She went on later to talk about the Tuesday's child problem, which is even more interesting and confounding.
I have a friend who has two children, he has a son born on a Tuesday, what is the probability his other child is a girl?
Compared with this problem
I have a friend who has two children, one I know is a boy, what is the probability the other child is a girl?
And this one
I have a friend who has two children, the oldest is a boy, what is the probability the other child is a girl?
Why do these three probabilities differ (in particular, since the last two may be more obviously different, why is the first one equal to neither of the others)?
I spent the best part of a week in grad school pondering this until I came up with a deeper intuition. But the results are still surprising, I think.
Maybe it's easier to think of coin tosses. Think that we are sampling from a huge population of two coin tosses.
The distribution in order of toss:
HH 1/4
HT 1/4
TH 1/4
TT 1/4
Problem two: Two coins were tossed, one is heads. What is the probability the other is tails?
Looking at the first three rows of the distribution, weight of rows where there's one tails is 2/4 while there's only one row with both heads, whose weight is 1/4. So (2/4)/(3/4) = 2/3 probability of tails.
Problem three: Two coins were tossed, first was head. So we look at the first two rows of the distribution. HT and HH each have equal weight so it's (1/4)/(1/4+1/4)=1/2.
First problem: Two coins were tossed, one was tossed on tuesday and is a heads. What is the probability that the other is tails?
Let's assume all coins are always tossed on random days as well. We are now interested in a sub-population where one was tossed on a tuesday and was heads.
If we tabulate all combinations in the population that we are interested, x axis is first coin toss week day and y axis is second coin toss weekday:
Edit: to put it in words, the slight asymmetry is that if the other child was also born on tuesday, from the population where both children were born on a tuesday there are more boy-girl + girl-boy samples than boy-boy samples.

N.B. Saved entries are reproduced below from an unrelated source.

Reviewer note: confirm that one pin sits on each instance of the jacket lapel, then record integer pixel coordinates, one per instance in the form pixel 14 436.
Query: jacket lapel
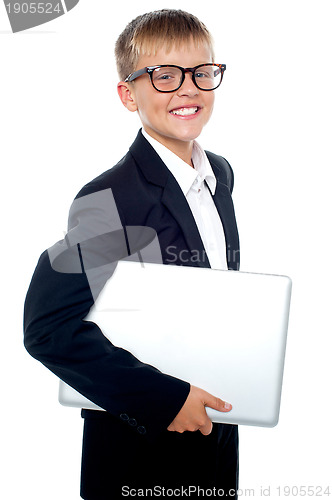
pixel 224 204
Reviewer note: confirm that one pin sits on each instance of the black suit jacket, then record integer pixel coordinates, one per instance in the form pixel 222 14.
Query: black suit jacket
pixel 146 195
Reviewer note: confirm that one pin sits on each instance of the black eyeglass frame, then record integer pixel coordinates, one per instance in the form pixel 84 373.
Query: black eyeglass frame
pixel 150 70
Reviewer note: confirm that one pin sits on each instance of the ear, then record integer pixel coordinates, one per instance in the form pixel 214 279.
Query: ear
pixel 126 95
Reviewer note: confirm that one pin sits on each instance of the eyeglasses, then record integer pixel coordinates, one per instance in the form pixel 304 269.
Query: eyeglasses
pixel 168 77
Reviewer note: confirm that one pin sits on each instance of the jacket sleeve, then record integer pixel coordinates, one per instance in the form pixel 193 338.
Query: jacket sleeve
pixel 65 284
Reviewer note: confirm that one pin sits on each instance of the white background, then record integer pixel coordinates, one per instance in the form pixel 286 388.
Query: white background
pixel 62 124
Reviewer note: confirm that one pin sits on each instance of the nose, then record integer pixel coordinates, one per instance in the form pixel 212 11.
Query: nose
pixel 188 87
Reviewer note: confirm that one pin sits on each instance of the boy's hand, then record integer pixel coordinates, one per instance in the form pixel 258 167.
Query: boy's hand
pixel 192 416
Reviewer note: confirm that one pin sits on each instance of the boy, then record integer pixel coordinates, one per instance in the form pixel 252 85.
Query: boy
pixel 155 431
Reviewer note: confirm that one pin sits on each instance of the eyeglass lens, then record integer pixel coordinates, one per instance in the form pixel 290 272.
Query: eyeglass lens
pixel 206 77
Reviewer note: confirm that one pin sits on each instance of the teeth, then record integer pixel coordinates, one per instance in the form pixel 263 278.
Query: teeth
pixel 185 111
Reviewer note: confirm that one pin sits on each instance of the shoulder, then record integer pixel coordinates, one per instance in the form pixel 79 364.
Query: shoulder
pixel 222 169
pixel 123 173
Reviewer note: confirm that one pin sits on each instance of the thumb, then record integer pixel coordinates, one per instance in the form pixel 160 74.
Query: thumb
pixel 216 403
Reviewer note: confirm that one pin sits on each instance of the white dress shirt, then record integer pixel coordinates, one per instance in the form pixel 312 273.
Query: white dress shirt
pixel 197 193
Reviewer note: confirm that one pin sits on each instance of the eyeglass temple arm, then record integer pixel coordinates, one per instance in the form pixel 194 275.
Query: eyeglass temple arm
pixel 136 74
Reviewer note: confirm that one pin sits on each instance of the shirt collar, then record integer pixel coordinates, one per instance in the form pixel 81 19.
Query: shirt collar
pixel 183 173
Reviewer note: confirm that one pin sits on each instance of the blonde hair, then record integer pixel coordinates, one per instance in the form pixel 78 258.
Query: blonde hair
pixel 147 33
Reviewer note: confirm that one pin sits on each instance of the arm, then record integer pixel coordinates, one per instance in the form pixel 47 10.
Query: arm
pixel 63 288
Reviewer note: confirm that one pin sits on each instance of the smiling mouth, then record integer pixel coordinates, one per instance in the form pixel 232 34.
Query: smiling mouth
pixel 185 111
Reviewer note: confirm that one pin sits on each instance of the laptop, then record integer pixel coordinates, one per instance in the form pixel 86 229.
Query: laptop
pixel 223 331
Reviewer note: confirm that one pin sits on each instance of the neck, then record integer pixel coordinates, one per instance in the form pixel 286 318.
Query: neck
pixel 182 149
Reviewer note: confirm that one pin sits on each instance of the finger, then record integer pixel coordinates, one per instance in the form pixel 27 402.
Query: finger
pixel 207 428
pixel 217 403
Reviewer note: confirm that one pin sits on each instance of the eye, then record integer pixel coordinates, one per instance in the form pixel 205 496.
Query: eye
pixel 164 76
pixel 202 74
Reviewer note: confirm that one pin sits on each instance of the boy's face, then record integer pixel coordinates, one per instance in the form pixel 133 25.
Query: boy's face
pixel 155 108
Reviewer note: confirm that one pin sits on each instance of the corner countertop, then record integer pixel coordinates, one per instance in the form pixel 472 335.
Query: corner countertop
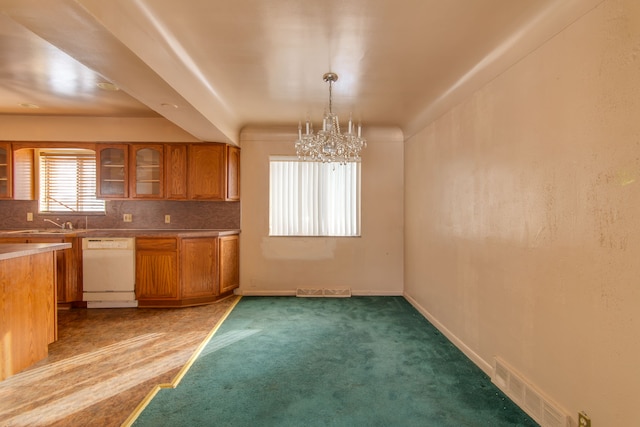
pixel 122 232
pixel 16 250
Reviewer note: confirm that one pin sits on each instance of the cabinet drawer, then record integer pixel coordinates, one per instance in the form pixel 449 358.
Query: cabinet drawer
pixel 156 244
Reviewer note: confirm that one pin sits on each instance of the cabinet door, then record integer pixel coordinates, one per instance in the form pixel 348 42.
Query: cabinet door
pixel 233 173
pixel 198 262
pixel 156 268
pixel 229 263
pixel 207 172
pixel 65 294
pixel 147 171
pixel 6 186
pixel 113 171
pixel 176 171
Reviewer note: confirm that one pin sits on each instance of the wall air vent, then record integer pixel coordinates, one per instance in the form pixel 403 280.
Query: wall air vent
pixel 525 395
pixel 322 292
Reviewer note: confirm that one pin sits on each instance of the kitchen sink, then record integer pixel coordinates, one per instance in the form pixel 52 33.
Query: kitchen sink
pixel 43 231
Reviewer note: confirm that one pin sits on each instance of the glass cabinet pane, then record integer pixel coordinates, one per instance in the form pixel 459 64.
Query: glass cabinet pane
pixel 148 172
pixel 4 172
pixel 112 172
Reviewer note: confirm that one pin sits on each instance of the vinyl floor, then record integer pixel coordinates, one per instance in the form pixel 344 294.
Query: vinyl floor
pixel 104 364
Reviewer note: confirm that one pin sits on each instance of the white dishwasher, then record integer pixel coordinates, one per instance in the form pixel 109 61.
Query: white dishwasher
pixel 109 272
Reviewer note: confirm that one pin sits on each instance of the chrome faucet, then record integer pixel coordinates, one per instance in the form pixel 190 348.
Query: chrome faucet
pixel 54 223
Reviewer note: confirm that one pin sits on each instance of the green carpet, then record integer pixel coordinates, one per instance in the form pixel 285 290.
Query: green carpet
pixel 360 361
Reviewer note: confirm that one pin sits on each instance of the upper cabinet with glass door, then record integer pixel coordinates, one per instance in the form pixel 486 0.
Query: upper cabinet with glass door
pixel 147 171
pixel 6 186
pixel 113 171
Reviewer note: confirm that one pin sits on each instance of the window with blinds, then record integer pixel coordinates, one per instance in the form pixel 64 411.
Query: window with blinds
pixel 313 198
pixel 68 181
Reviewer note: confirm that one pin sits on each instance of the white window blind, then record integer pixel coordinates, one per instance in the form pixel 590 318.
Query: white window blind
pixel 313 198
pixel 68 182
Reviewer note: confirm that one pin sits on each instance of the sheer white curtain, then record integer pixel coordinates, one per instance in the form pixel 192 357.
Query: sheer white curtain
pixel 313 198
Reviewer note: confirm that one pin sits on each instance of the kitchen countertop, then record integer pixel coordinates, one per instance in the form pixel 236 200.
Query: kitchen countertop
pixel 122 232
pixel 16 250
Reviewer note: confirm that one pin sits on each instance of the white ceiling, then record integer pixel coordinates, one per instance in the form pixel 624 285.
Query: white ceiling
pixel 215 66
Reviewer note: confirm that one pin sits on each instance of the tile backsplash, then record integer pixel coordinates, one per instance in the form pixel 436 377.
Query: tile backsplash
pixel 145 215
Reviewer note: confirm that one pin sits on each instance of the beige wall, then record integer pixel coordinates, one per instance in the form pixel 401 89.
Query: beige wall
pixel 370 264
pixel 522 218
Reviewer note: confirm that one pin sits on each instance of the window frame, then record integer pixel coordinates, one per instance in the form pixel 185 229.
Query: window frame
pixel 91 182
pixel 348 221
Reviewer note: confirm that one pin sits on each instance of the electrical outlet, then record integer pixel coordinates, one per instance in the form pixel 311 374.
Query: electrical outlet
pixel 583 420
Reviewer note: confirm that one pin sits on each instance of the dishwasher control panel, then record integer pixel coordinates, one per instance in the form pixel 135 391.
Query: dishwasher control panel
pixel 107 243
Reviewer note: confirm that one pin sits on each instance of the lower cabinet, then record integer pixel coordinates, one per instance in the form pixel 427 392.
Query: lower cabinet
pixel 177 272
pixel 68 266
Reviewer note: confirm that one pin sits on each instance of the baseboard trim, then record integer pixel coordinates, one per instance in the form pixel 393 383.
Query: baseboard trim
pixel 292 293
pixel 472 355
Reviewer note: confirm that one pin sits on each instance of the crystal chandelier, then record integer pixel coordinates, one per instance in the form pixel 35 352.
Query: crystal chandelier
pixel 329 144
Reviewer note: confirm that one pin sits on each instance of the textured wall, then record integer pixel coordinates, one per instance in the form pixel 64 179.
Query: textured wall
pixel 523 217
pixel 370 264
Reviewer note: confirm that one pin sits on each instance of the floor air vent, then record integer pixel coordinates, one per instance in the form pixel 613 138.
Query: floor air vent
pixel 534 403
pixel 334 293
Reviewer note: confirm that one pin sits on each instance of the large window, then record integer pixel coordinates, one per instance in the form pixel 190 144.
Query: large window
pixel 68 181
pixel 313 198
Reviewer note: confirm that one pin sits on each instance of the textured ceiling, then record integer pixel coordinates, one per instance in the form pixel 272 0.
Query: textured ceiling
pixel 213 67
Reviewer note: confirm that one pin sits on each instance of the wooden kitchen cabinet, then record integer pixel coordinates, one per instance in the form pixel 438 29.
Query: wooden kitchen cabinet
pixel 185 271
pixel 156 271
pixel 6 175
pixel 68 265
pixel 176 171
pixel 233 173
pixel 112 171
pixel 198 259
pixel 206 172
pixel 147 171
pixel 229 263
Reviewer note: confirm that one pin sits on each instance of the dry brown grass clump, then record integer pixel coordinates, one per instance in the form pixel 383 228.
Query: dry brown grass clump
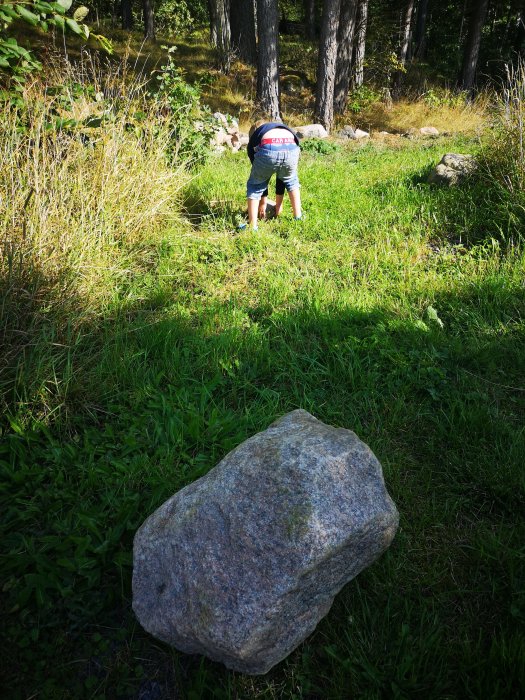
pixel 80 206
pixel 456 116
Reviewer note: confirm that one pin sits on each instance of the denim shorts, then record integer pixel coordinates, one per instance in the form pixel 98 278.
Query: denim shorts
pixel 281 159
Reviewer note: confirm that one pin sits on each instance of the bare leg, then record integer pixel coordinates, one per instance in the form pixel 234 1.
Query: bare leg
pixel 278 204
pixel 262 207
pixel 253 206
pixel 295 201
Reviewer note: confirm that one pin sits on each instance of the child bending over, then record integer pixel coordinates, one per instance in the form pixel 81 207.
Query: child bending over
pixel 272 148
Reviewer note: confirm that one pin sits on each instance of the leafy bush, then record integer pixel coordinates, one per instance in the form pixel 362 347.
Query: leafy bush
pixel 361 98
pixel 176 16
pixel 192 124
pixel 16 62
pixel 319 147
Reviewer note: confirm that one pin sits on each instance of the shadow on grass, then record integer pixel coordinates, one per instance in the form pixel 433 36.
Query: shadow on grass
pixel 442 409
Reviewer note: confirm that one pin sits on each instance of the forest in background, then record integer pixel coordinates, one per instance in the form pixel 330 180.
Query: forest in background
pixel 143 337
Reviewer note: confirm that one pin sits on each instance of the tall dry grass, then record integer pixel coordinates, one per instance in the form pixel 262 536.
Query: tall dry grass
pixel 503 155
pixel 79 207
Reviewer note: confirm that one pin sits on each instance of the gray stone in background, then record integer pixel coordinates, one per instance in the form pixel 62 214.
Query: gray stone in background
pixel 242 564
pixel 429 131
pixel 311 131
pixel 347 132
pixel 452 168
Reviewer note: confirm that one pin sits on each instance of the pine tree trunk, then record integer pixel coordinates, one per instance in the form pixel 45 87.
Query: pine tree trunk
pixel 149 20
pixel 470 60
pixel 326 65
pixel 242 20
pixel 421 25
pixel 345 43
pixel 309 18
pixel 127 14
pixel 360 43
pixel 212 10
pixel 404 43
pixel 223 34
pixel 520 31
pixel 268 58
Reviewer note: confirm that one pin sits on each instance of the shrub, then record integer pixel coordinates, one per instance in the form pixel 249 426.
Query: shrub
pixel 319 147
pixel 191 123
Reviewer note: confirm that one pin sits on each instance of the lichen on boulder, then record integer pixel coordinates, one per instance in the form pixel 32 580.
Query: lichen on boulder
pixel 242 564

Yup. Also, have a look at my response to javajosh, below, I go one step further in describing my 'intuition' for what is happening, which generalises beyond these three cases.
My intuition is totally failing me here, because I can't get over the 1/2. If I have a friend who has one child, and he's about to have another, what's the probability that it will be a girl? Clearly 1/2. What's the difference between asking any of these questions and the one I just asked? I can't find any difference.
Right, that's the last case. The eldest is a boy (or a girl, it doesn't matter), so the younger is equally likely to be either.
The middle case is 2/3 likely to be a girl. Think of the possibilities of the sex of two children (sex given in birth order) M then M, M-F, F-M, F-F. I tell you one is a boy, so we have MM, MF, FM, in two of the three cases, the other is a girl.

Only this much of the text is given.